Get predictions for oot dataset

Hey guys,

I built a binary classificator with tabular data. For training and testing I used one dataset containing the target column. Now I have an out-of-time dataset, containing the same columns but not the target column. Now I have to preprocess this dataset in the same manner like the first one and generate predictions.
I tried to put my pandas-Dataframe in it but that was not working.
How can I use get_preds with my oot-dataframe?

Thanks a lot!

You need to build a test_dl to preprocess the data then pass it to get_preds. See the end of this notebook (you do not need to export the learner, just follow the test_dl and get_preds steps:

1 Like

I still do not really get it.
I got my oot_dataset as a pandas Dataframe (with 10000 rows) in the oot variable and
did the following:
dl_test = learn.dls.test_dl(oot)
preds = learn.get_preds()

However then preds is a tuple of 2 of two torch tensors, with each 2000 tuples of size 2.
But I expected preds to have 10000 elements which the prediction of 0 or 1.
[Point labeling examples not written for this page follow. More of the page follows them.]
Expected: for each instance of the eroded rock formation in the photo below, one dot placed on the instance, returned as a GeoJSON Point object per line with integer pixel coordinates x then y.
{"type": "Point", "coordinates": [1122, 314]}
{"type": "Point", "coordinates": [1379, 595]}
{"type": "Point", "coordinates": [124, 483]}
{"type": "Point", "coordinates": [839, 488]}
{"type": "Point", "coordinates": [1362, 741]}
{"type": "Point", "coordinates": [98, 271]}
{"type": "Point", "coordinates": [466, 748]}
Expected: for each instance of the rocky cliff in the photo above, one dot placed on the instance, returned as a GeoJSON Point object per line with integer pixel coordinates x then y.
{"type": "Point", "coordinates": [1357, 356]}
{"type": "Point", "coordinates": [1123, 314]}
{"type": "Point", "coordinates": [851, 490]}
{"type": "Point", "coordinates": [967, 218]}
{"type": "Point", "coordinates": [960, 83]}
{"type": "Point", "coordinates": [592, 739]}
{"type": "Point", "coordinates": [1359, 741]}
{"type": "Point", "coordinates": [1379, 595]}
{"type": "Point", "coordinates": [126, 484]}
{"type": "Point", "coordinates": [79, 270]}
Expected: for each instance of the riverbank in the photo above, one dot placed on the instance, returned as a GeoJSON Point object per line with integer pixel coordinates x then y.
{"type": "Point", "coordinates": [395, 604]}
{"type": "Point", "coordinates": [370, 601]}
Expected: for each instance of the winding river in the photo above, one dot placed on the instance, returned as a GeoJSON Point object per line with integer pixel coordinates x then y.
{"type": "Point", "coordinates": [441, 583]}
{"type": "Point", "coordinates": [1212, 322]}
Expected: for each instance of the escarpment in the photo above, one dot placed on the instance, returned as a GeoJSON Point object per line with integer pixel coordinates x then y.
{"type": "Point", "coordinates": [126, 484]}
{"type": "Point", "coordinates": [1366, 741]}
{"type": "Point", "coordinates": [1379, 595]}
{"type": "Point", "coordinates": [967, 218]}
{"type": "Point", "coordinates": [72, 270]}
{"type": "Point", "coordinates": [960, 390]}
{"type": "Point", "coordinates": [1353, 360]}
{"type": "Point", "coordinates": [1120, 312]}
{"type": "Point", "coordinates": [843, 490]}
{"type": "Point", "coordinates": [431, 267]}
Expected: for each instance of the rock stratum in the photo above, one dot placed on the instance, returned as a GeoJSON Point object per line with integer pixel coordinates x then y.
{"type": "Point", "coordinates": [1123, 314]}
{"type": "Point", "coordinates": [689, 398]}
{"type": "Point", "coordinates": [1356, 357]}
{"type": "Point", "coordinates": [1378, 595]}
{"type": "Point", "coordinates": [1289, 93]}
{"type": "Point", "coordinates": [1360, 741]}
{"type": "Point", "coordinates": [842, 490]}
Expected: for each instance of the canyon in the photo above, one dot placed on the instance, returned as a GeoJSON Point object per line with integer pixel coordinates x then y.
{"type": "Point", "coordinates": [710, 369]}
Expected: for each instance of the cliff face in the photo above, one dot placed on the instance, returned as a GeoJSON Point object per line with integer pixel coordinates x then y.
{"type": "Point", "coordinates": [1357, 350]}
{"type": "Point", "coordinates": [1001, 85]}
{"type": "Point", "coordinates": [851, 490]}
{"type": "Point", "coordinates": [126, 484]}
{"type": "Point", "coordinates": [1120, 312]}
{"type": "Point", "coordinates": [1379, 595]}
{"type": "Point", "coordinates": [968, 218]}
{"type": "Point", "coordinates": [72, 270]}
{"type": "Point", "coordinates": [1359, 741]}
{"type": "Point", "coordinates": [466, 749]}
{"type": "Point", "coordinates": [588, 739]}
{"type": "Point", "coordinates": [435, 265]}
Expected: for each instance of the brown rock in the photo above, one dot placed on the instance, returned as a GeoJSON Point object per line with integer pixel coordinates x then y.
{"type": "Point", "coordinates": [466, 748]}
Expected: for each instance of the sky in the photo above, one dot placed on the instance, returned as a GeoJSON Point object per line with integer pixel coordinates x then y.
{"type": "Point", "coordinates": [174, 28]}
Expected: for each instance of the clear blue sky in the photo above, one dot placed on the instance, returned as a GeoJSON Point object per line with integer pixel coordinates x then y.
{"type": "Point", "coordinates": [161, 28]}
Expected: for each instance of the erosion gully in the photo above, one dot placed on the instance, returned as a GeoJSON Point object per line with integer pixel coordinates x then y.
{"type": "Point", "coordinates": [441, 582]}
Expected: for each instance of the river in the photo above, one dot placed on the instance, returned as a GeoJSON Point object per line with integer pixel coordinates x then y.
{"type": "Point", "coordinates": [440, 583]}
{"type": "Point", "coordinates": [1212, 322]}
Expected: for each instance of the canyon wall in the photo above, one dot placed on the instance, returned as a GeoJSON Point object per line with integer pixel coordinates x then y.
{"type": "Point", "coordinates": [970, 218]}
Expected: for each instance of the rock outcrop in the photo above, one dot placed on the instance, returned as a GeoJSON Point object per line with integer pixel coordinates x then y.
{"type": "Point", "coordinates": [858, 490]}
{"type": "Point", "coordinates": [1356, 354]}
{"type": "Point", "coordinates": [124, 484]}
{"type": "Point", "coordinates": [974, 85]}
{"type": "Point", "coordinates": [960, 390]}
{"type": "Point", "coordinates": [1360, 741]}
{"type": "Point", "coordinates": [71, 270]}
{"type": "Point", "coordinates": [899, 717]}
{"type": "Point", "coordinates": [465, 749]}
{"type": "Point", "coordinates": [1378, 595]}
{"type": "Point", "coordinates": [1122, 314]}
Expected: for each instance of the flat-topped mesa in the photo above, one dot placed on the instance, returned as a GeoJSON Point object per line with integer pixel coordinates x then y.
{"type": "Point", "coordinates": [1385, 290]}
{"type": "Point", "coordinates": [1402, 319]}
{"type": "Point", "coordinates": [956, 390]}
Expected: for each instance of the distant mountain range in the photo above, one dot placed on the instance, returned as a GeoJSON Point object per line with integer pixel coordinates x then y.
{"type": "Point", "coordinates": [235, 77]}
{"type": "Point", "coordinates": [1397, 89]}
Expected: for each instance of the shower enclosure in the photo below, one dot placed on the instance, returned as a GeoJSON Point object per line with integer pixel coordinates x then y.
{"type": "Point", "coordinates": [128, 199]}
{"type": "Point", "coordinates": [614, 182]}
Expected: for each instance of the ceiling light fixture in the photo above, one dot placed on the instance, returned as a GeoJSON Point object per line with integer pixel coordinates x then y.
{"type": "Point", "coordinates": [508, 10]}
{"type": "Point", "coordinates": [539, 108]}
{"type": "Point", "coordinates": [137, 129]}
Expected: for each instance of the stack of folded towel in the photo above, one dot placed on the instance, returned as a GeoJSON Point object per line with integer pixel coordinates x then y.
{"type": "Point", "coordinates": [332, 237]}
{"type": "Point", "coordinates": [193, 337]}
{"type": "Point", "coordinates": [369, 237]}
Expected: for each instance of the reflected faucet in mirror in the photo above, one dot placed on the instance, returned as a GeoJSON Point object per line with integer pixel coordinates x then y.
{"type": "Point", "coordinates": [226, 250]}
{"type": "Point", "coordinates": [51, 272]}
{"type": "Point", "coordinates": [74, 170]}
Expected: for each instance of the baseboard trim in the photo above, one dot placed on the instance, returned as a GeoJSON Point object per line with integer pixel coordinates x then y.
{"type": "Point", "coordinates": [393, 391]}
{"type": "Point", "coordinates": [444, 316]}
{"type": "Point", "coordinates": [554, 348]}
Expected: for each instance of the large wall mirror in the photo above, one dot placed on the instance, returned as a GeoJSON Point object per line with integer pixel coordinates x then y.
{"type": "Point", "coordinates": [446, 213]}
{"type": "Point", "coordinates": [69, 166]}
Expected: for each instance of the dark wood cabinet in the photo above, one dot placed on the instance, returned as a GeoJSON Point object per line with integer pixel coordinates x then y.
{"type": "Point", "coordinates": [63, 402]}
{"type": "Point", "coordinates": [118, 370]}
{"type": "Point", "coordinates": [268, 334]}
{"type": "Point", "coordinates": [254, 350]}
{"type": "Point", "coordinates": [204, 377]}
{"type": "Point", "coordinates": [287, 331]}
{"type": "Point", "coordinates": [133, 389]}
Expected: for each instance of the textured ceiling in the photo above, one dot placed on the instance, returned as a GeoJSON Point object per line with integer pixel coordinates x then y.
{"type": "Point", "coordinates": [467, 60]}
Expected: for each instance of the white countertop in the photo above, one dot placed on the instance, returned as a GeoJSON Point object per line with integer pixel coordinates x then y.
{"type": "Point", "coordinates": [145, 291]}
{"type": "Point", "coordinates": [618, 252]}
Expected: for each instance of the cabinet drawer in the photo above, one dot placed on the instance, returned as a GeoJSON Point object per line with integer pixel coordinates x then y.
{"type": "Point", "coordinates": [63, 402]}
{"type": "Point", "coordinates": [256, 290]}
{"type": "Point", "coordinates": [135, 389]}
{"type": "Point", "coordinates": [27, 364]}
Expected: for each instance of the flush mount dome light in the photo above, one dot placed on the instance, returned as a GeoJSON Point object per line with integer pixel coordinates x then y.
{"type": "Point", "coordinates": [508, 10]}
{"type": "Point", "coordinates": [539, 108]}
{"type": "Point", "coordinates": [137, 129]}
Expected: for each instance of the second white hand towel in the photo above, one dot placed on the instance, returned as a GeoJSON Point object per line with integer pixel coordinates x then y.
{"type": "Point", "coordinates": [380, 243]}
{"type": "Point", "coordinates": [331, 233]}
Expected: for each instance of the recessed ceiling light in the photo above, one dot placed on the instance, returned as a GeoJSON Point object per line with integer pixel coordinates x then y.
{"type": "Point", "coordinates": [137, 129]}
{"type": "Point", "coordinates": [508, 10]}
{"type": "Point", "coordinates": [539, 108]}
You need to pass that DataLoader to it, so fastai knows to use it :wink:

So:

preds = learn.get_preds(dl=dl_test)

Also you won’t receive this. You will receive the raw probabilities of it being in either class 0 or class 1. To get the 0 or 1 take the argmax of those predictions like so:

preds = preds.argmax(dim=1)
1 Like

awesome, that solved everything.
I just had to use: preds = preds[0].argmax(dim=1)
because get_preds gave back a tuple with two elements while preds[0] contains the predictions for the classes and preds[1] is None.

Correct. Generally (if your test included labels) this would be your labels. Since there are none, the default is just None (in v1 this was all zeros, which caused people some headaches :slight_smile: )

1 Like